This small script retrieves the names of founders/CEO (Gründer/Geschäftsführer) from websites.
Process:
- Tries finding the imprint page with the help of a list with imprint synonyms
- This list will be exported to an excel
- Excel will be read again
- Search in the imprint for the specified keywords in the list "ListOfCEOKeywords"

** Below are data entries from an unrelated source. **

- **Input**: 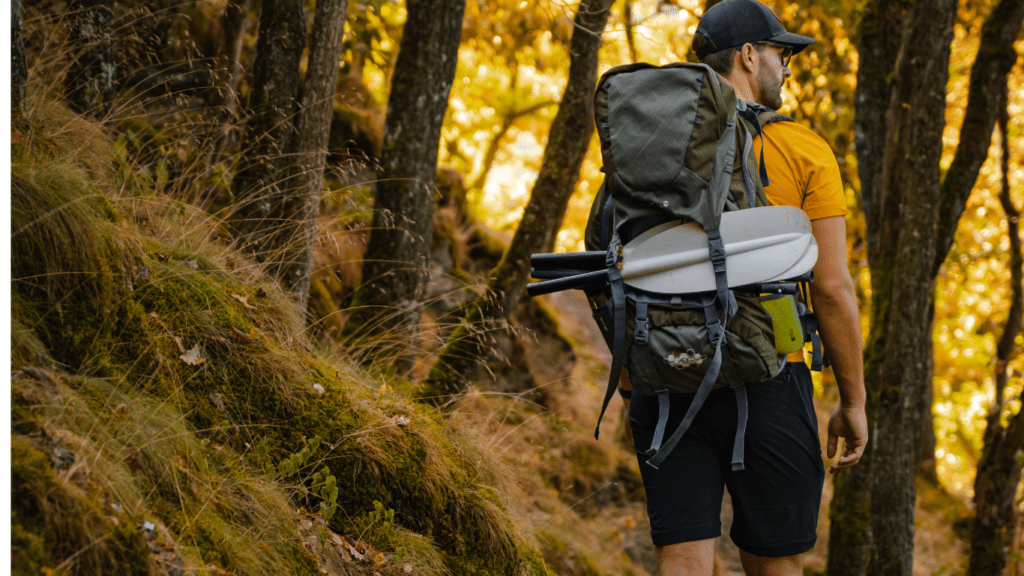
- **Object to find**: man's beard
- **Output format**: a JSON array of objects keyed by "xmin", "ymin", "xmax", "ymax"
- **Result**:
[{"xmin": 757, "ymin": 66, "xmax": 783, "ymax": 111}]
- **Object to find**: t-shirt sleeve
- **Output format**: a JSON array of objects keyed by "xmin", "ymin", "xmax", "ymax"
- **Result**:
[
  {"xmin": 760, "ymin": 122, "xmax": 848, "ymax": 220},
  {"xmin": 800, "ymin": 133, "xmax": 848, "ymax": 220}
]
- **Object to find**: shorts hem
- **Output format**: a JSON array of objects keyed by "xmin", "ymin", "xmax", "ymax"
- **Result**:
[
  {"xmin": 730, "ymin": 537, "xmax": 817, "ymax": 558},
  {"xmin": 651, "ymin": 523, "xmax": 721, "ymax": 548}
]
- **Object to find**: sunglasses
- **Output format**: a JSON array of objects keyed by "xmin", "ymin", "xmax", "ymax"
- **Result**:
[{"xmin": 737, "ymin": 42, "xmax": 794, "ymax": 68}]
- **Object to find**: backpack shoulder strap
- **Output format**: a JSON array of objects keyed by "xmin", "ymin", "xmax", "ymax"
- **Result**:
[{"xmin": 756, "ymin": 109, "xmax": 793, "ymax": 127}]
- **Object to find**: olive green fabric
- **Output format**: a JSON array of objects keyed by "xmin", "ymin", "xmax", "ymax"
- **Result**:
[
  {"xmin": 586, "ymin": 62, "xmax": 783, "ymax": 395},
  {"xmin": 623, "ymin": 294, "xmax": 780, "ymax": 396}
]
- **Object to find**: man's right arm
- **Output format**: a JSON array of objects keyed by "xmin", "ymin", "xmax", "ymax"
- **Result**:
[{"xmin": 809, "ymin": 215, "xmax": 868, "ymax": 473}]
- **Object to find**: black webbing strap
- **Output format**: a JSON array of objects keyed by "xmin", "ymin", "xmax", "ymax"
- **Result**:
[
  {"xmin": 796, "ymin": 301, "xmax": 826, "ymax": 371},
  {"xmin": 731, "ymin": 384, "xmax": 748, "ymax": 471},
  {"xmin": 632, "ymin": 299, "xmax": 663, "ymax": 390},
  {"xmin": 706, "ymin": 229, "xmax": 734, "ymax": 319},
  {"xmin": 737, "ymin": 105, "xmax": 771, "ymax": 188},
  {"xmin": 740, "ymin": 130, "xmax": 756, "ymax": 207},
  {"xmin": 595, "ymin": 236, "xmax": 627, "ymax": 440},
  {"xmin": 645, "ymin": 302, "xmax": 725, "ymax": 470},
  {"xmin": 641, "ymin": 389, "xmax": 672, "ymax": 457}
]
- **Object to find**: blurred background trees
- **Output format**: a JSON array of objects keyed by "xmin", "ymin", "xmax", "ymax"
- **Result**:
[{"xmin": 14, "ymin": 0, "xmax": 1024, "ymax": 572}]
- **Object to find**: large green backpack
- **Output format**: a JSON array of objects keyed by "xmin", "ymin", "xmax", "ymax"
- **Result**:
[{"xmin": 529, "ymin": 62, "xmax": 820, "ymax": 470}]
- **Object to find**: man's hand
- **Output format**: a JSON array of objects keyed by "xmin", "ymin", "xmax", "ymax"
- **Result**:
[{"xmin": 827, "ymin": 404, "xmax": 868, "ymax": 473}]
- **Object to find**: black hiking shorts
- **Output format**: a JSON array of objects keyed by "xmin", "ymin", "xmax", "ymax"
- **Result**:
[{"xmin": 629, "ymin": 362, "xmax": 825, "ymax": 557}]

- If found, the script knows 6-7 cases and will take the names
- list of names is exported again
Required dependencies:
- re, requests, html, pands
Required additional files:
- Excel list with websites to search in
!Must read! The lists contain synonyms, which are frequently used by german startups for CEO/Founder. Thus its a mix of german and english terms.
Lists used:
#The imprint is usually separted in various parts. These words indicate that we reached a section which wont contain our desired names ListOfWordsToClean = ["Kontakt", "Umsatzsteuer", "Hausanschrift", "E-Mail"]
#List of possible substitutes with the name of the CEO/Founder ListOfImprintWords = ["impressum", "imprint", "policies/legal-notice","impressum.html", "legal-disclaimer", "legals"]
#List of possible CEO/Founder synonyms ListOfCEOKeywords = ["Geschäftsführe", "Managing Directors:", "Vertreten durch", "Representative","Vertreten durch die Geschäftsführer","Verantwortliche", "CEO", "Vertretungsberechtigt", "legal representative", "Gesellschafter", "Vertreten durch Geschäftsführer", "Verantwortlich für", "Represented by", "Members of the Board", "Geschäftsführung", "Geschäftsführende Gesellschafter"]